Cincinnati resident Rebecca Irwin, MSW (Master of Social Work), LSW (Licensed Social Worker) is an Army Veteran. While stationed in Germany, she was reading her emails from home as one of the emails was from her sister.
 

She would read this email and learned that her father has tested positive for the gene that causes Huntington’s disease (HD). This is a fatal genetic disorder that causes the progressive breakdown of nerve cells in the brain. It deteriorates a person’s physical and mental abilities usually during their prime working years and has no cure.

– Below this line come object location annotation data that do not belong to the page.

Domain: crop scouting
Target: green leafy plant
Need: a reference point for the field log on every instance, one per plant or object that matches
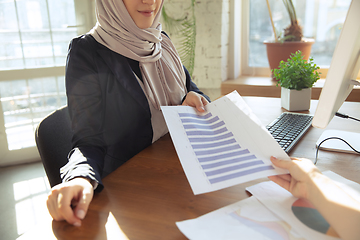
(296, 72)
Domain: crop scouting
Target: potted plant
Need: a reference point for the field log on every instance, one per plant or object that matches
(292, 40)
(296, 77)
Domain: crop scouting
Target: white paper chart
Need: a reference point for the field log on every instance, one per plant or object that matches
(225, 146)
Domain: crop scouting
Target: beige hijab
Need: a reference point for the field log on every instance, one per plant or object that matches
(160, 65)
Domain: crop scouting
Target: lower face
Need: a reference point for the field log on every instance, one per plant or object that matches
(143, 12)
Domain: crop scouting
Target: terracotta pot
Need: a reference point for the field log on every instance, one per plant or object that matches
(281, 51)
(295, 100)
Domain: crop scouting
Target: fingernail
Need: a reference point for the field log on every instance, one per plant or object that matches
(80, 214)
(77, 224)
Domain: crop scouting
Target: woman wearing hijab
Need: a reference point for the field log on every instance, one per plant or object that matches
(117, 77)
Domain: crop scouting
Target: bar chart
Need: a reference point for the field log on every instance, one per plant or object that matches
(219, 154)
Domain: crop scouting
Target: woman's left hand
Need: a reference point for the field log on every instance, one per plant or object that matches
(195, 100)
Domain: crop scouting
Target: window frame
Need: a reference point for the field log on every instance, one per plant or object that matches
(238, 44)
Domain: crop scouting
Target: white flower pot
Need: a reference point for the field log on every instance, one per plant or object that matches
(294, 100)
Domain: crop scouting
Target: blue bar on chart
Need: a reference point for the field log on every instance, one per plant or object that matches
(219, 154)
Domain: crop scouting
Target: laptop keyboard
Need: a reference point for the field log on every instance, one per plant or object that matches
(288, 129)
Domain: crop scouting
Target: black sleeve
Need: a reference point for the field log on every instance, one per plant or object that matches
(83, 91)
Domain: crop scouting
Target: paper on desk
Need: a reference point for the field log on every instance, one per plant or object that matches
(272, 212)
(223, 147)
(300, 214)
(246, 219)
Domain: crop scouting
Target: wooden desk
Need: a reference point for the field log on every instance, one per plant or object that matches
(146, 196)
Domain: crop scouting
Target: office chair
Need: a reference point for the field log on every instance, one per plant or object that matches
(53, 140)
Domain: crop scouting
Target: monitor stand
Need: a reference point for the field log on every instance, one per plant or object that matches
(337, 145)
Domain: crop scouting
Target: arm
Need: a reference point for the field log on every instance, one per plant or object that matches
(335, 205)
(70, 200)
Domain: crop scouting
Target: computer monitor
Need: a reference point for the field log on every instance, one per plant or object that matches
(343, 70)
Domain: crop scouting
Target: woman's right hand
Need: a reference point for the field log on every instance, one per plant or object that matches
(298, 182)
(70, 200)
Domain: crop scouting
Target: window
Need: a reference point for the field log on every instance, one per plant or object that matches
(34, 39)
(321, 20)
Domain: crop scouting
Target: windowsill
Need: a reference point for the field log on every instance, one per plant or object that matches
(266, 87)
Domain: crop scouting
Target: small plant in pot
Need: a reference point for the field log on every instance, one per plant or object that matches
(296, 77)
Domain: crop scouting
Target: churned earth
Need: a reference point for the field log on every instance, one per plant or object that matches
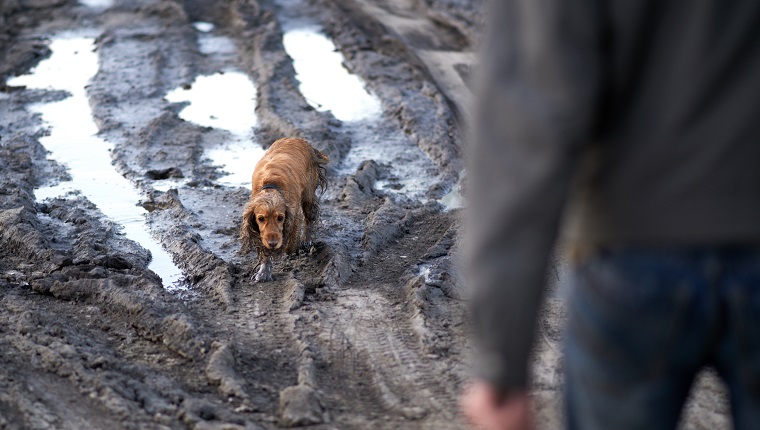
(128, 131)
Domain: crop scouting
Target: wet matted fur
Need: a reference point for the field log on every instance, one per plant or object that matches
(283, 206)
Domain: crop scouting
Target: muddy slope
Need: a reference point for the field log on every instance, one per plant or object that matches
(367, 330)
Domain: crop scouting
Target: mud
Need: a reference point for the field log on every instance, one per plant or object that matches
(367, 330)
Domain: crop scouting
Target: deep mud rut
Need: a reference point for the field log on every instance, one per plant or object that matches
(367, 330)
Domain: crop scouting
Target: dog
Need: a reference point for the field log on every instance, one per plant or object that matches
(283, 207)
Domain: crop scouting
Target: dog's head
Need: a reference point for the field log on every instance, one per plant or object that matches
(265, 221)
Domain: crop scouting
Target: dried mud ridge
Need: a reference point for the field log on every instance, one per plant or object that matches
(368, 330)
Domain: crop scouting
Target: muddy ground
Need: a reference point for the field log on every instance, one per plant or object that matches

The disease was unknown to the family as Rebecca and her sister learned that they were at risk. Every child of a parent with HD has a 50/50 chance of inheriting the faulty gene that causes HD.
 

“We hang on the words of scientists for a treatment, for a cure, we are so close, closer than ever,” said Rebecca. “We keep hope alive for future generations, that they will have choices, and options and that same hope for the future.”

HD is described as having ALS, Parkinson’s and Alzheimer’s diseases – simultaneously. Symptoms include personality changes, mood swings, depression, forgetfulness, impaired judgement, unsteady gait, involuntary movements, slurred speech, difficulty in swallowing, and significant weight loss.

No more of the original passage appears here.